Game conference focuses on 3D

Wall Street Journal
17 March 2014

18 March 2014

Programmers have long tailored videogames for computers, television consoles, and mobile devices. Now they are targeting three-dimensional simulations enabled by special eyewear, a key focus of a conference this week in San Francisco.

Many developers descending on the Game Developers Conference are expected to come toting prototype videogames, movies, and virtual-reality goggles, updates of offerings that ignited a short-lived technology craze in the early 1990s.

Current players on the scene include the startup Oculus VR, which announced low-cost virtual-reality goggles two years ago. Discussions about creating 3D games to exploit such technologies are on the agenda at the event, known as GDC.

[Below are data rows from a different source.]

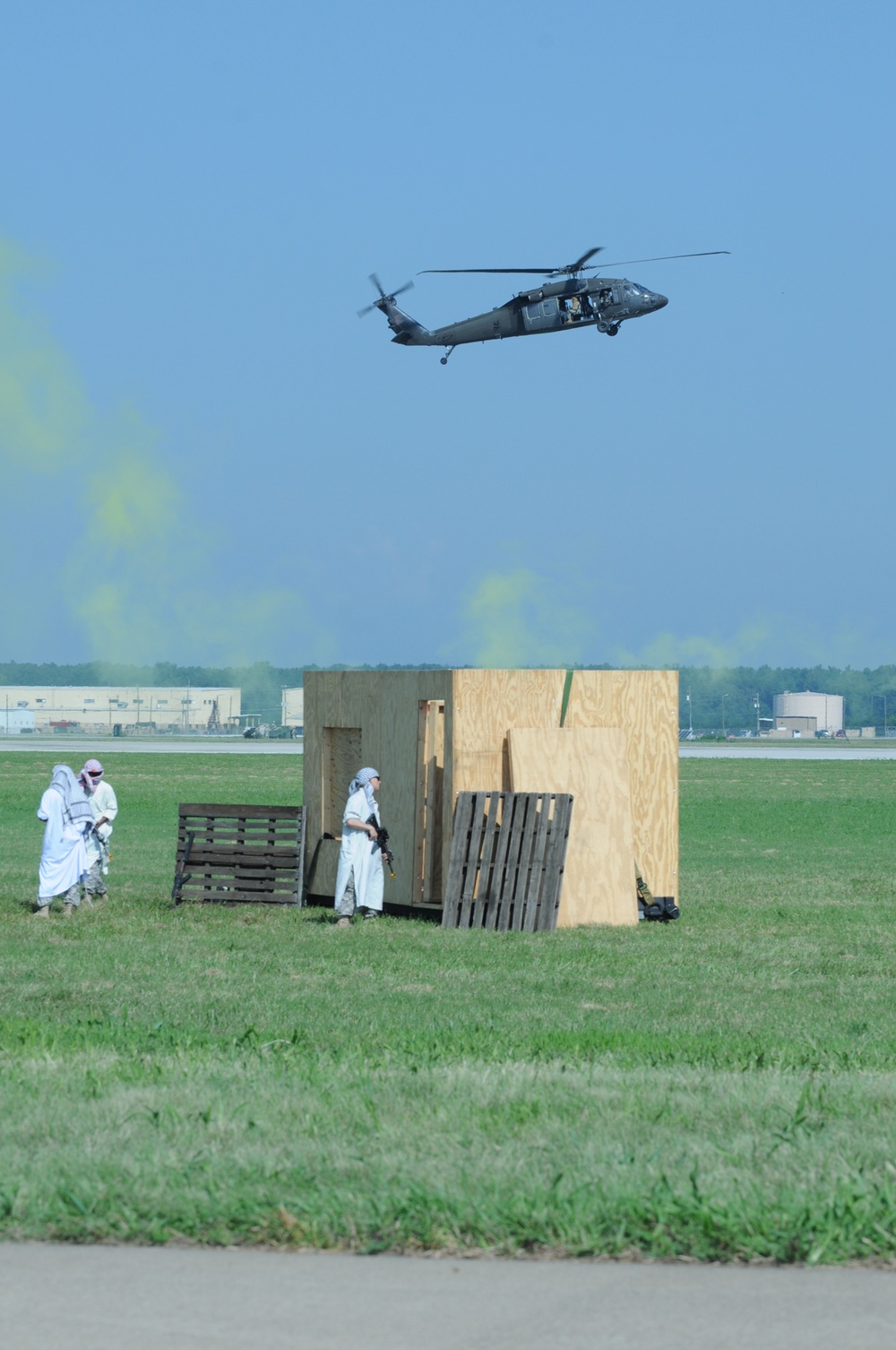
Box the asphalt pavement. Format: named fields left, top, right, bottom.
left=0, top=1243, right=896, bottom=1350
left=0, top=736, right=305, bottom=764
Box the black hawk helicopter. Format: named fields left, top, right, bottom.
left=358, top=248, right=728, bottom=366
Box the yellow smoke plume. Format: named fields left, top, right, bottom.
left=464, top=567, right=590, bottom=668
left=0, top=240, right=328, bottom=665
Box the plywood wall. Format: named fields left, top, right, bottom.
left=452, top=671, right=565, bottom=794
left=305, top=670, right=679, bottom=904
left=305, top=671, right=453, bottom=904
left=564, top=671, right=679, bottom=896
left=507, top=726, right=638, bottom=928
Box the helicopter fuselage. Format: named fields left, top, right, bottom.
left=375, top=277, right=668, bottom=349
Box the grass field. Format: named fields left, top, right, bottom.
left=0, top=750, right=896, bottom=1262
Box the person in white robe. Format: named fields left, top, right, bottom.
left=38, top=764, right=93, bottom=918
left=333, top=768, right=386, bottom=928
left=78, top=758, right=119, bottom=902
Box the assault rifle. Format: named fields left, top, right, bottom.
left=367, top=811, right=395, bottom=881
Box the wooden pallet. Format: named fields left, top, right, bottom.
left=441, top=792, right=573, bottom=933
left=171, top=802, right=305, bottom=904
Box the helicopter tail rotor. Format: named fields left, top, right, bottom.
left=358, top=272, right=413, bottom=318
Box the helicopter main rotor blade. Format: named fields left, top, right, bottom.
left=417, top=267, right=555, bottom=277
left=584, top=248, right=731, bottom=272
left=417, top=248, right=600, bottom=277
left=358, top=272, right=414, bottom=318
left=556, top=248, right=603, bottom=277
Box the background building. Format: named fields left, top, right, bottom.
left=773, top=690, right=843, bottom=736
left=280, top=688, right=305, bottom=728
left=0, top=685, right=242, bottom=734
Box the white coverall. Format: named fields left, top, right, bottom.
left=333, top=787, right=383, bottom=912
left=38, top=787, right=88, bottom=904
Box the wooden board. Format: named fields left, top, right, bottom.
left=441, top=792, right=573, bottom=933
left=171, top=802, right=305, bottom=904
left=564, top=671, right=679, bottom=897
left=507, top=726, right=638, bottom=928
left=452, top=670, right=565, bottom=794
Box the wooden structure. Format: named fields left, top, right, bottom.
left=304, top=670, right=679, bottom=926
left=171, top=802, right=305, bottom=904
left=507, top=726, right=638, bottom=928
left=441, top=792, right=573, bottom=933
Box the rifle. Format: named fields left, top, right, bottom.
left=367, top=811, right=395, bottom=881
left=171, top=830, right=195, bottom=904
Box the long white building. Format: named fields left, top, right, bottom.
left=0, top=685, right=242, bottom=734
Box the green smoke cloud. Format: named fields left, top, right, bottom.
left=0, top=240, right=331, bottom=665
left=463, top=567, right=591, bottom=668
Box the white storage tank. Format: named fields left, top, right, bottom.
left=774, top=688, right=843, bottom=736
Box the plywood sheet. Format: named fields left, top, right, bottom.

Virtual reality is closely linked to 3D technology, which has long been used in movie theaters and is spreading rapidly to other applications. Companies such as Valve Corp., famous for its "Half-Life" and "Portal" videogame franchises, developed products for using this technology in videogames.

Virtual-reality goggles instead have built-in displays to help convey the effect of entering a simulated world, as opposed to relying on transparent 3D glasses for viewing a movie or TV screen.

The new goggles have benefited from advances in the quality and price of display technology, driven largely by the high-volume manufacturing of screens for smartphones.